The purpose of the DRIVE study and its six week extension, DRIVE II, was to determine the efficacy and safety of supplemental intravenous iron in anemic hemodialysis patients receiving recombinant erythropoietin who had a transferrin saturation <> 500 ng/mL. The intravenous iron group did increase their hemoglobin levels slightly more than control patients not given intravenous iron without additional toxicity, leading the authors to conclude that intravenous iron in this situation was both safe and effective. Unfortunately, the design and power of both studies were not sufficient for the investigators to reach these conclusions.

First, the decision to increase the dose of recombinant erythropoietin in each group by 25 % confuses the response to ESA and iron. In a chronic inflammatory state, such as chronic renal disease, the problem is not impaired iron availability but insufficient erythropoietin, which is required to mobilize iron and upregulate transferrin receptor expression. It is well recognized that erythropoietin trumps hepcidin in this situation and the authors merely confirmed that phenomenon.

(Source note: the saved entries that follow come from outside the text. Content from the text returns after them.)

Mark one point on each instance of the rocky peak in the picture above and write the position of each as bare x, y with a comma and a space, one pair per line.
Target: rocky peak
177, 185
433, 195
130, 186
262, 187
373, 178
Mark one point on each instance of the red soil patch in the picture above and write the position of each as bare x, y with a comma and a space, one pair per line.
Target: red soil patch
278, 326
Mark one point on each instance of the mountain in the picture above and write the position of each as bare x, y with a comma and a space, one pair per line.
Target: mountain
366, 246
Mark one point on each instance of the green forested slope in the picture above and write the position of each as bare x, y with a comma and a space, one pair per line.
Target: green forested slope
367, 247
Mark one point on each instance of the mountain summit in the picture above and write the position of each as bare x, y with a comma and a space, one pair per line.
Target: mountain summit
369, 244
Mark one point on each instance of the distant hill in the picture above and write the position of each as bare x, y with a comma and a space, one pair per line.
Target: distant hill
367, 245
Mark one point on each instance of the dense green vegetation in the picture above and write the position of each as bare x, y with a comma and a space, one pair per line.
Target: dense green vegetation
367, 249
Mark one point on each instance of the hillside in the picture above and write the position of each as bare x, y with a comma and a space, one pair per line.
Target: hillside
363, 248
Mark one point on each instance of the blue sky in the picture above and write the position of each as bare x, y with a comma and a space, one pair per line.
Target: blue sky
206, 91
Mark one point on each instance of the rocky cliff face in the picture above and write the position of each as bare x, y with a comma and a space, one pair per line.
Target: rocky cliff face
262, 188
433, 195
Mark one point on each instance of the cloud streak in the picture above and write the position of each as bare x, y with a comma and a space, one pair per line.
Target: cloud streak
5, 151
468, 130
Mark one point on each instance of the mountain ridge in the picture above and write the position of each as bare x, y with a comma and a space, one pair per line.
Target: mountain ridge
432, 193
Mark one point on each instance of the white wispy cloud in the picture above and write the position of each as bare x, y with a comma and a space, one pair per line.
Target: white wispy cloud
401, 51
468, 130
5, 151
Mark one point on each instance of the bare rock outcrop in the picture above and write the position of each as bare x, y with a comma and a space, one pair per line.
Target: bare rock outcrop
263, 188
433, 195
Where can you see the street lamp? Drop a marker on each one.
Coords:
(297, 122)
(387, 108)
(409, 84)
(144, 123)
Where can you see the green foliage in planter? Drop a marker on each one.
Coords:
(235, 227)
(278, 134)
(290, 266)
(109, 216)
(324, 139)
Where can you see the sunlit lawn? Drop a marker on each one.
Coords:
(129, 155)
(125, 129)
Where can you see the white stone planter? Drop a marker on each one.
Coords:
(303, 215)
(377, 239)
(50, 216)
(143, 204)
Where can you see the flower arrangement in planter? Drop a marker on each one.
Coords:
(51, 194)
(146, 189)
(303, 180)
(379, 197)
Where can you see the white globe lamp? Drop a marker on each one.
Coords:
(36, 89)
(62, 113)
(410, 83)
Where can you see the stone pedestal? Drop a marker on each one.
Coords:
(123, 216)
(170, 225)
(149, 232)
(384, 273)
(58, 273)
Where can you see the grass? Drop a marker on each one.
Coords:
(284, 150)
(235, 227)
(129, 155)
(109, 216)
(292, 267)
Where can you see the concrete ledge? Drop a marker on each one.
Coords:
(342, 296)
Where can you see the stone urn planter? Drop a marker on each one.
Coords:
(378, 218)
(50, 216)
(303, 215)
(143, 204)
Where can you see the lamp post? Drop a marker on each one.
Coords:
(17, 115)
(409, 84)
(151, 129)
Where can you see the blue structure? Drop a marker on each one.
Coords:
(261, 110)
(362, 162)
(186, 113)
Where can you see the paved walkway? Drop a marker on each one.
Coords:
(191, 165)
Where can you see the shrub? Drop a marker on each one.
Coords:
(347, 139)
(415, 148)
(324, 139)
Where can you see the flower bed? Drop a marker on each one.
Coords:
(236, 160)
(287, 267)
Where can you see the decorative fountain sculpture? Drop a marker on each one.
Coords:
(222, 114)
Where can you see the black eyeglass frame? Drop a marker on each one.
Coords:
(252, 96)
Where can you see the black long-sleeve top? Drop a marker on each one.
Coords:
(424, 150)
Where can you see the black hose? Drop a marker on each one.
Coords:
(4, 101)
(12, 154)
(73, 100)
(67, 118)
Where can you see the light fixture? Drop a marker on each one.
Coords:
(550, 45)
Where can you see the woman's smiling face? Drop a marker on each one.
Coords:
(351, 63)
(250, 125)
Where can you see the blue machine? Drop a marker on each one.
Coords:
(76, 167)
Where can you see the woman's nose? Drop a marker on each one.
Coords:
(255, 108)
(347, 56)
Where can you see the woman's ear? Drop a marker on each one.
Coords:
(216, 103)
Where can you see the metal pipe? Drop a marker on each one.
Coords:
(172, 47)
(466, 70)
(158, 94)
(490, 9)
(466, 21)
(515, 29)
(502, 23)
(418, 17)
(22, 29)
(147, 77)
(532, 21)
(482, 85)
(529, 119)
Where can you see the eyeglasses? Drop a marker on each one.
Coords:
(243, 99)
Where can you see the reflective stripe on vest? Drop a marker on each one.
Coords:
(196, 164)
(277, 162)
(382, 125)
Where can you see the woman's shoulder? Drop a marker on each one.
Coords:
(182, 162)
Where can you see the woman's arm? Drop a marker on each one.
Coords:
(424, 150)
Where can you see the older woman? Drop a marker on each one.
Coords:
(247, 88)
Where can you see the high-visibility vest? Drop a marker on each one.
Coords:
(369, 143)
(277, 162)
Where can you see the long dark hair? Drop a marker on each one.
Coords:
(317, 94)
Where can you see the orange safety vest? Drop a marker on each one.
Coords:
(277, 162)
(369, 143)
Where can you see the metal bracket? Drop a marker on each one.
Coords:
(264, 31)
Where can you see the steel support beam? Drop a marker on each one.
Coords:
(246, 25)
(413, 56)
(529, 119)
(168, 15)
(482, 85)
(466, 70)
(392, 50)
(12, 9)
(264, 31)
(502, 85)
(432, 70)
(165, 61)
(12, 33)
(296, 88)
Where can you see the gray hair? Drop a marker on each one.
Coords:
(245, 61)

Second, in the control groups of both DRIVE and DRIVE II, there were a disproportionate number of women, who are more likely to be iron deficient, and their response to recombinant erythropoietin proved this, reducing the effectiveness of comparisons.

Third, both DRIVE and DRIVE II were open label observational studies and in addition physician discretion was also allowed with respect to erythropoietin dosing and iron administration. This discretion can introduce significant bias, weakening the conclusions of the studies.

Fourth, no attempt to estimate blood loss, iatrogenic or otherwise, was made for either experimental group. Fifth, the difference in the hemoglobin level achieved with supplemental iron was not striking and also pushed the hemoglobin level above that currently recommended for safety reasons. Finally, since the serum ferritin and transferrin saturation increased in the iron-supplemented group, a state of iron overload was achieved that was unnecessary and the 12 week observation period was certainly not long enough to exclude the possibility of iron-induced organ toxicity.

It is clear that more data derived from larger prospective trials that are conducted for longer periods are needed. Until this data becomes available, anemic hemodialysis patients not responding to conventional doses of recombinant erythropoietin, in whom the serum ferritin is greater than 500 ng/mL, should first be evaluated for a source of blood loss or infection. Then the patient should be given a higher dose of recombinant erythropoietin for a minimum of 6 weeks with serial transferrin saturation and ferritin measurements before resorting to intravenous iron supplementation.

Fishbane then spoke about the possibility of proteinuria induced by iron sucrose. He showed the Agarwal data on proteinuria and IV iron. He stated that with out knowing how long the proteinuria lasted it was impossible to guess if this was important clinically.

Platelets in Nephrology

Fe deficiency causes reactive throbocytosis
ESAs raises platelets
ESAs cause fe deficiency

Increased RBC push platelets along the walls of the blood vessel. So treatment may cause a lot of atherothrombotic complications because they have both more platelets and red cells.

In DRIVE 20% drop in platelets with Fe treatment.
Streja Et al. used the Davita retrospective database to show a nice human association of TSAT and platelets with thrombosis. Importantly he showed no increase in mortality for Hgb over 13 when the data was controlled for the platelet count. Dr. Fishbane was unable to suggest a how one could design a prospective RCT to test this theory.